2度の指名拒否を経て09年ドラフト1位で社会人のホンダから入団した。柔らかいバットさばきで左右に打ち分け、通算10度の2ケタ本塁打などパンチ力も兼備。10年に新人王、11年は首位打者、12年に最多安打を獲得し、デビューから球界のトップを走り続けてきた。12年からのリーグ3連覇は、長野の存在なくして語れない。グアム自主トレでともに汗を流した阿部慎之助坂本勇人とともに、2010年代の黄金期の象徴。12年の最終戦で坂本と最多安打のタイトルを分け合ったシーンは、キャリアのひとつのハイライトだった。
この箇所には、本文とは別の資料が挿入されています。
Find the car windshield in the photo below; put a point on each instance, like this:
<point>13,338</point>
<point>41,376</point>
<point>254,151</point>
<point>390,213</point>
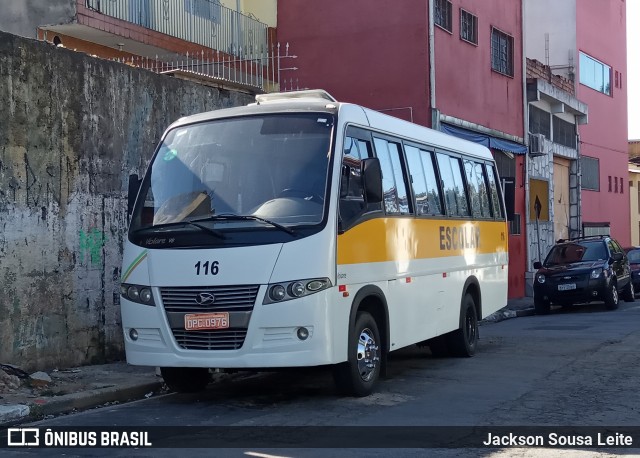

 18年オフ、FA移籍した丸の人的補償で広島入り。移籍2年目の20年に代打としての打率4割4分をマークするなど、新天地でも驚異的な勝負強さで貢献した。22年オフにトレードで4年ぶりに巨人復帰した際、広島・鈴木球団本部長は「いつかユニホームを脱ぐことがあるとしたら、やはり巨人で脱ぐべきじゃないか」とコメント。その親心通り、愛するチームと、兄貴分の阿部監督の下で現役を全うした。

 気配りを忘れない人柄で、誰からも慕われた。新入団の選手にはチームになじんでもらおうと真っ先に声をかけ、外国人選手は春季キャンプ中に食事に誘った。

試合でミスをした選手に連絡をするなど、心遣いのエピソードを挙げればキリがない。昨年、MLB挑戦を視野に入れていた菅野には「俺はメジャーで投げてるところを見たいな」と夢を後押しした。

 今後は未定だが、近日中に自身の言葉で胸中を明かすとみられる。通算1512安打、163本塁打。記録以上に多くの財産を残した40歳が、静かにバットを置く。

 ◆長野 久義(ちょうの・ひさよし)1984年12月6日、佐賀県生まれ。40歳。福岡・筑陽学園から日大に進学。2006年大学・社会人ドラフトで日本ハムの4巡目指名を拒否し、ホンダ入り。08年ドラフトはロッテの2位指名を拒否。09年ドラフト1位で巨人入り。10年に新人王、11年に首位打者、12年に最多安打のタイトルを獲得。

13年の第3回WBC日本代表。ファンから坂本勇人と“サカチョーコンビ”の愛称で親しまれた。180センチ、85キロ。右投右打。